The late eighteenth and early to mind nineteenth centuries were important for transitioning from the Classical to the Romantic era, stylistically speaking. Felix Bartholdy Mendelssohn was born into this transitional time in Hamburg, 1809, and had written Classical-Romantic music, mixing the old with the new, later transitioning fully into Romantic.

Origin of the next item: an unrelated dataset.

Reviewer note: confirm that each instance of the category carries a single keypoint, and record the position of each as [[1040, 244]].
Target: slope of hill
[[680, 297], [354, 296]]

Young Felix and his sister, Fanny Mendelssohn, learned piano from their mother, Lea Salomon-Bartholdy and Marie Bigot in Paris. The siblings moved on to Ludwig Berger, a virtuoso pianist who’s performing career was cut shortly due to nerve-related problems in his arm. Carl Zelter taught Mendelssohn music theory and conducted the Berliner Singakademie, where Mendelssohn was an alto singer, while Carl Wilhelm Henning, a concertmaster, taught him to play the violin. Mendelssohn had returned to Paris in 1825 by the encouragement of his father to introduce him to Luigi Cherubini, who welcomed the visit and invited Mendelssohn to be his pupil – which Mendelssohn refused due to his preference for his home-town. Composition came easily to Felix, who’d written multiple orchestral works at such a young age, and had them performed and published including his first symphony.
A testament to his wit and talent is the short anecdote that tells of a time in 1821, when Felix performed a Fugue by Bach to Johann Wolfgang von Goethe. He experienced a memory slip in the development of the piece, and improvised a portion until his memory returned to him. Sadly, as in many situations in life where the powerful detest losing their thunder to uprising talent,
the powerful music director of Berlin’s State Opera, Gaspare Spontini, pulled from further performances Mendelssohn’s ‘Die Hochzeit des Camacho’ (The Wedding of Camacho) Opera even though it was extremely well received by the audience. Felix was only seventeen years old, and his career was far from over.
The following years he toured Europe, conducting his own music and performing L. V. Beethoven’s ‘Emperor’ Piano concerto No.5 in E-flat, and C. M. Weber’s Konzertstuck (Concert piece) Op.79 in F minor for piano and orchestra. 1835 proved to be one of his most fruitful, as he found himself to be the conductor of the Gewandhaus Orchestra, to which he appointed Ferdinand David, the dedicatee to his violin concerto, the concertmaster.
One of the composer’s grandest remnants is the music school he opened in late 1842 or early 1843, the Conservatorium of Music in Leipzig, now known as Hochschule Fur Musik Und Theater ‘Felix Mendelssohn Bartholdy’ Leipzig.
Mr. David, Joachim, Niels Gade, and Schumann were all respected members at the school.
Mendelssohn passed away in 1847, shortly after his sister, Fanny, did. Both artists’ lives were cut short as were those of other less fortunate composers including Chopin (39 y/o), Boulanger (25 y/o), Schubert (31 y/o), and B. Tekla (23-28 y/o).
List of notable dedications to Felix Mendelssohn;
- Niels Gade, Symphony No.1 in C minor, Op.5,
- Pierre Rode, String Quartets (Also titled ‘sonatas’) No.1 in C and No.2 in G minor,
- Louis Spohr, Piano Sonata in A-flat, Op.125.
Mendelssohn Arranged Bach Partita No.2 in D minor for violin and piano.